Extra Virgin Olive Oil (EVOO) is pure olive juice passionately referred to over thousands of years as “liquid gold” and it is a healthy fat obtained from the olive, a traditional Mediterranean tree crop of the Mediterranean Basin. EVOO is produced by pressing whole olives picked during an early harvest (first and second harvest) usually occurring around the first full moon in late November and/or early December into February depending on the annual climate leading up to the harvest period in the Northern Hemisphere. In the Southern Hemispheric producing countries of Australia, Chile and Argentina this harvest would occur around July. EVOO is commonly used in the Mediterranean diet.
EVOO is extracted by first pressing semi-ripened olives of the flavorful, monounsaturated oil. The flavor, color and fragrance of olive oils can vary dramatically depending on distinctions such as the annual climate, the cultivar (varietal), growing region and the crop's condition. EVOO can range from a crystalline champagne color to greenish-golden to bright green.

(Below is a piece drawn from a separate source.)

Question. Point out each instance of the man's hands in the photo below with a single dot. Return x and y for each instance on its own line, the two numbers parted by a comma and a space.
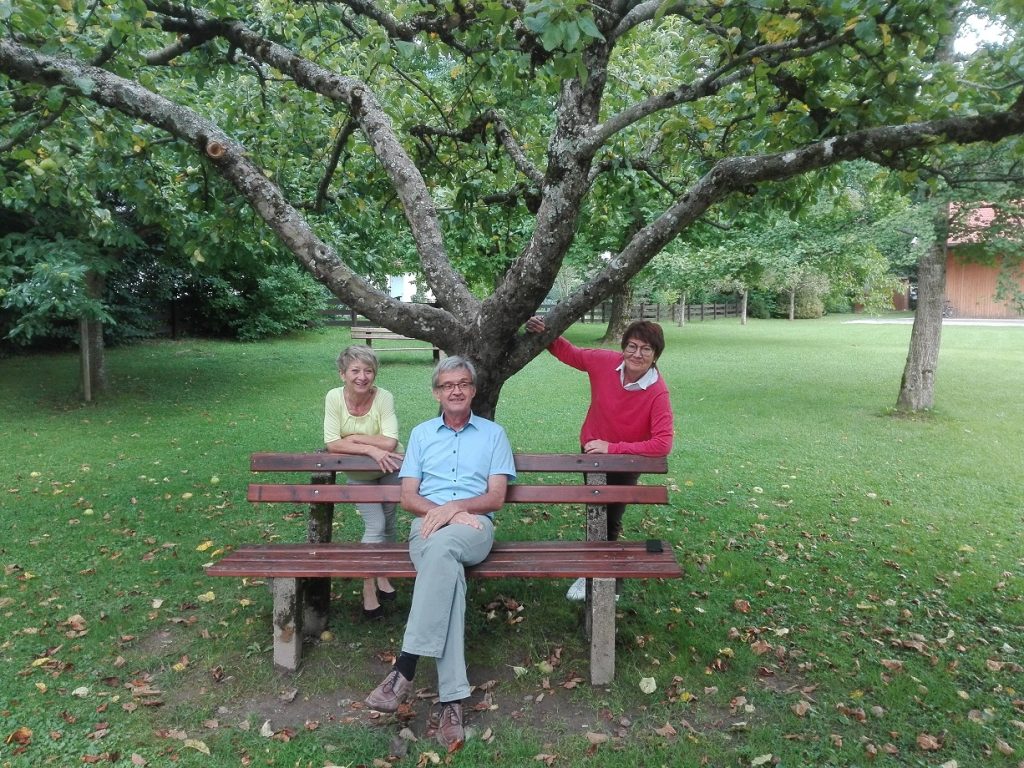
446, 514
388, 461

In general, the deeper the color, the more intense the olive flavor. EVOO is graded in accordance with the degree of acidity they contain. EVOO is cold-pressed at less than 86°F (30°C) by mechanical means, within a chemical-free process that involves only pressure and no solvents nor heat thus producing natural levels of low acidity. For the EVOO, the cold-pressed result of the first pressing of the olives is less than 0.8 grams acidity (oleic acid) per 100 grams or 0.80%. It is considered the finest and fruitiest of the olive oils and is therefore also the most expensive do to the nature of selected picking and processing. It should have no defects and the flavor of fresh olives.
After extra virgin, olive oils are classified in order of ascending acidity. Virgin olive oil is also a first-press oil; however, the olive fruit is picked later at maximum maturation for maximum yield providing a higher oil yield with a higher level of acidity not more than 2 grams per 100 grams or 2%.

The “extra virgin” designation will only apply once the olive oil undergoes an International Olive Council (IOC) recognized official chemical test in an approved laboratory and a sensory evaluation by an IOC recognized trained tasting panel. For olive oil to be designated as EVOO, it must be found to be free from defects while exhibiting tastes of bitterness, fruitiness and pungency which is the peppery sensation in the mouth and throat associated with EVOO. All Olivar Santamaria Picual EVOO is guaranteed “extra virgin” and all analytics are provided by an authorized laboratory of the Consejeria de Agricultura y Pesca of Spain.